Faced with the tough choice of multiple beans of the same type, @Qualifier rolls up its sleeves and picks the right one. And if you're attached to the past, there's still support for XML-configurable autowiring or other annotations like @Inject and @Resource.

Now, a secret tip for you—@Autowired isn't the undefeated champion. With the newest releases of Spring, constructor injection doesn't even beg for an @Autowired annotation. The Spring container turns detective and wires through the constructor with the best matching parameters.

Deal with Scopes and Proxies

Singleton vs Prototype Scopes

By default, Spring beans are singletons. But you should know the right time to activate the prototype scope to ward off unforeseen behavior when stateful beans come into play, just like in a relay race.

Proxy Objects and AOP

The invisible heroes, proxy objects, come into play when you use Spring AOP. Just a caution note, @Autowired might get hiccups if you're not injecting interfaces. Who likes last-minute surprises?

Tackle Circular Dependencies

Circular dependencies might make @Autowired spin around, but setter injection or @Lazy are the life vests to come to your rescue. But if you find yourself circling around the same spot, it's time to turn around and think—maybe there's a design smell?

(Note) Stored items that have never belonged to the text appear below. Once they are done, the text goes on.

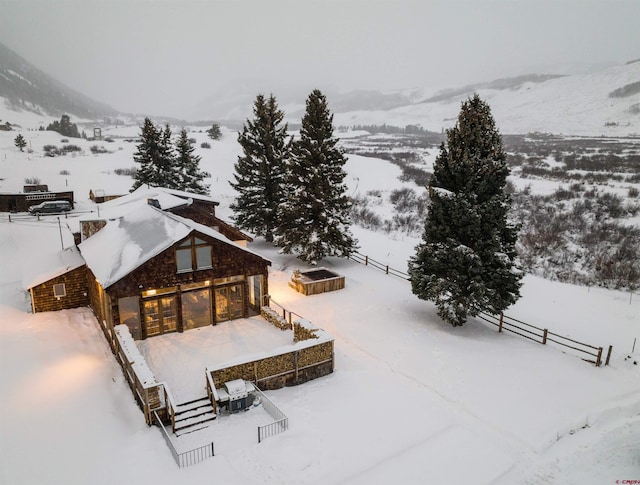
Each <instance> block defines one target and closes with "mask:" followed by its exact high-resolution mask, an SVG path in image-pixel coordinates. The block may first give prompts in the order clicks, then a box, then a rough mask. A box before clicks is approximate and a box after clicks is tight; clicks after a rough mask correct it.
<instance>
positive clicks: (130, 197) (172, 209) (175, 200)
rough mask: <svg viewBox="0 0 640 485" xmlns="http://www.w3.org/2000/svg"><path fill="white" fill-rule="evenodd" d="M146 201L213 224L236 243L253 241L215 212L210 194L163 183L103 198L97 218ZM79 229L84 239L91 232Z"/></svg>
mask: <svg viewBox="0 0 640 485" xmlns="http://www.w3.org/2000/svg"><path fill="white" fill-rule="evenodd" d="M149 203H151V204H153V205H154V206H155V207H157V208H159V209H161V210H163V211H166V212H171V213H172V214H177V215H179V216H182V217H185V218H187V219H191V220H193V221H195V222H199V223H200V224H203V225H205V226H208V227H210V228H213V229H215V230H217V231H218V232H220V233H221V234H223V235H224V236H226V237H227V238H229V239H231V240H232V241H236V242H237V243H239V244H242V245H246V243H247V242H251V241H253V239H252V238H251V237H250V236H248V235H246V234H244V233H243V232H241V231H239V230H238V229H236V228H235V227H233V226H231V225H230V224H228V223H226V222H225V221H223V220H222V219H220V218H218V217H217V216H216V206H218V205H219V203H218V202H217V201H215V200H214V199H212V198H211V197H209V196H206V195H199V194H192V193H190V192H184V191H181V190H174V189H167V188H164V187H146V186H142V187H139V188H137V189H136V190H134V191H133V192H131V193H130V194H127V195H123V196H122V197H118V198H115V199H112V200H109V201H106V202H104V203H102V204H100V205H99V208H98V217H97V219H99V220H104V219H106V218H113V217H120V216H122V215H124V214H128V213H129V212H131V211H132V210H135V208H136V207H140V206H141V205H147V204H149ZM83 219H84V220H85V221H88V222H93V221H95V220H96V217H95V215H93V214H92V215H90V216H86V217H84V218H83ZM81 232H82V238H83V239H84V238H85V237H87V235H89V234H90V233H91V229H89V228H88V226H87V225H86V224H83V225H82V228H81Z"/></svg>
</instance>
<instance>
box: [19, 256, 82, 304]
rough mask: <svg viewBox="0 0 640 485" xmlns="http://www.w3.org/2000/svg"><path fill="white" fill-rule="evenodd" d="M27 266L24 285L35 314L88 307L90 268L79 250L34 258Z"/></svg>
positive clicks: (28, 260)
mask: <svg viewBox="0 0 640 485" xmlns="http://www.w3.org/2000/svg"><path fill="white" fill-rule="evenodd" d="M24 264H25V267H24V268H23V270H24V272H23V274H24V278H23V281H22V286H23V288H25V289H26V290H27V291H29V294H30V296H31V308H32V311H33V313H37V312H48V311H57V310H66V309H69V308H78V307H81V306H87V305H88V304H89V294H88V287H87V268H86V264H85V261H84V259H83V258H82V255H81V254H80V252H79V251H78V248H77V247H75V246H72V247H69V248H66V249H64V250H59V251H54V252H53V253H49V252H45V253H42V254H40V255H32V257H31V259H29V260H27V261H25V263H24Z"/></svg>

Advanced Autowiring Techniques

Best Practices Using Java Config

Say goodbye to XML and say hello to JavaConfig with @ComponentScan for a lean and clean, annotation-driven context. Classy for modern Java applications, isn't it?

Making Use of Profiles

Switching hats per environment? No problem. Profiles let your beans change roles between runtime environments as easily as actors switch roles.

The Power of @Primary

When the party has too many beans, @Primary steps in and crowns a default bean for autowiring. The spotlight is on you, no more @Qualifier scrabbles.